Au soir du premier tour, la machine municipale permettait au sortant de conserver son siège pour quelques centaines de voix, et avec plus de 2.000 abstentions.

L’héritage

Ce fut la dernière participation du Père René Payet à une élection. Mais le rassembleur avait créé une dynamique qui n’allait pas s’arrêter. Trois ans plus tard, en 1998, le Rassemblement prenait la direction de la Région, avec Paul Vergès comme président. Et en 2004, c’était la naissance de l’Alliance. Présidée par Paul Vergès, elle allait permettre à notre pays de réaliser le chantier du siècle, la Route des Tamarins, et de lancer les bases du développement durable de notre pays. Cette politique avait pour la première fois permis à notre pays de voir le chômage reculer, et d’entrevoir une sortie de crise.
Le retour aux affaires des conservateurs emmenés par Didier Robert et Michel Vergoz tente de détruire au plus vite tout ce que l’Alliance des Réunionnais a réussi à bâtir. Cette politique de démolition fait réapparaître au grand jour les raisons qui ont poussé le Père René Payet à s’engager politiquement aux côtés du Parti communiste réunionnais. Comme en 1992, le chômage atteint des sommets, sans perspective de sortie de crise. Aujourd’hui, la situation sociale s’est littéralement dégradée ; nous sommes en pleine récession économique. Le capitalisme réunionnais est en faillite et le chômage augmente.
Le message politique du Père René Payet aux côtés des communistes réunionnais résonne dans l’actualité comme aux premiers jours de son engagement.

M.M.


René Payet : « Au service de mon peuple... »
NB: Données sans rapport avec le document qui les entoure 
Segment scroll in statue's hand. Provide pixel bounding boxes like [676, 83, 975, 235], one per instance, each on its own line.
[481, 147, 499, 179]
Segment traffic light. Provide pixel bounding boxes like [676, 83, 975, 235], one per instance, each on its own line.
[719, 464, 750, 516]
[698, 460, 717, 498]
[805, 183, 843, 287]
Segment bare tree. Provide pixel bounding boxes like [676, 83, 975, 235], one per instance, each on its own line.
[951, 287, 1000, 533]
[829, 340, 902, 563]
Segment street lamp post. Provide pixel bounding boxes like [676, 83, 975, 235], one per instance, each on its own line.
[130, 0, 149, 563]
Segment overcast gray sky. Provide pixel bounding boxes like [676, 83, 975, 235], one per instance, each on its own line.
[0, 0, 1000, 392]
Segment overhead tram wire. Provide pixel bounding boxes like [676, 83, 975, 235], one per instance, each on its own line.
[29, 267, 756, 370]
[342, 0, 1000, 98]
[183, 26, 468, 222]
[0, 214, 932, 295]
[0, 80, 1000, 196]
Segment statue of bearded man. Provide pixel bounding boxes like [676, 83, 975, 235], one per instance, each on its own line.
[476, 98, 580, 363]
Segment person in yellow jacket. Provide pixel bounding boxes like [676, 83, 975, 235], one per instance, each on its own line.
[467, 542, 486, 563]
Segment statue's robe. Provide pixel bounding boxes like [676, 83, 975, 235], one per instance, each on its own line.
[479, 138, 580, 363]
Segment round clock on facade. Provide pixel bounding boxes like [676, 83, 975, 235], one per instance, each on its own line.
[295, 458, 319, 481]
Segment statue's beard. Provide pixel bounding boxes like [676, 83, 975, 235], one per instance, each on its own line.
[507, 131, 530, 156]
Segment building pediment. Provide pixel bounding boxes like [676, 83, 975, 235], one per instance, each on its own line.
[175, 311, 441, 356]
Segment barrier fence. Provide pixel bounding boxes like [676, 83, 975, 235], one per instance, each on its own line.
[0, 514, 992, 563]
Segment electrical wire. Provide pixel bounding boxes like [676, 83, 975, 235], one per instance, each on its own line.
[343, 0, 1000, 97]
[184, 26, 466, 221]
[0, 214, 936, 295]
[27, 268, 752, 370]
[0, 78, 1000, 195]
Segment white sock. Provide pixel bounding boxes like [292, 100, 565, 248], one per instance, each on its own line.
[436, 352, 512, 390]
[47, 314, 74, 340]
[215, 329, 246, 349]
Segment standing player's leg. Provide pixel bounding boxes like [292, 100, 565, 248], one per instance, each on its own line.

Le 9 mars 1993, lors d’une conférence de presse commune avec le Père Jean Cardonnel, le Père René Payet expliquait les raisons de sa candidature aux législatives.

René Payet avoue qu’il arrive « tout nouveau dans le monde de la politique mais il y a des valeurs auxquelles je suis attaché de par mon idéal de prêtre. Si l’on a comme préoccupation, dans le développement du pays, les personnes, on ne les laissera pas écraser » souligne le Père René Payet répondant à une question d’un journaliste.
Pas d’ambiguïté sur son engagement... « Ce n’est pas à 70 ans que je vais faire une carrière politique... Je réponds à une demande de service du mouvement pour porter son projet au niveau des Pouvoirs Publics... Nous devons être assez forts pour être une force de pression qui fasse respecter la volonté populaire ».
Le Père René Payet, en se présentant à la députation, ne défend pas des intérêts personnels. « Je n’ai pas de famille à placer, pas d’entreprises à promouvoir. Je mets les forces qui me restent au service du pays, de mon peuple ».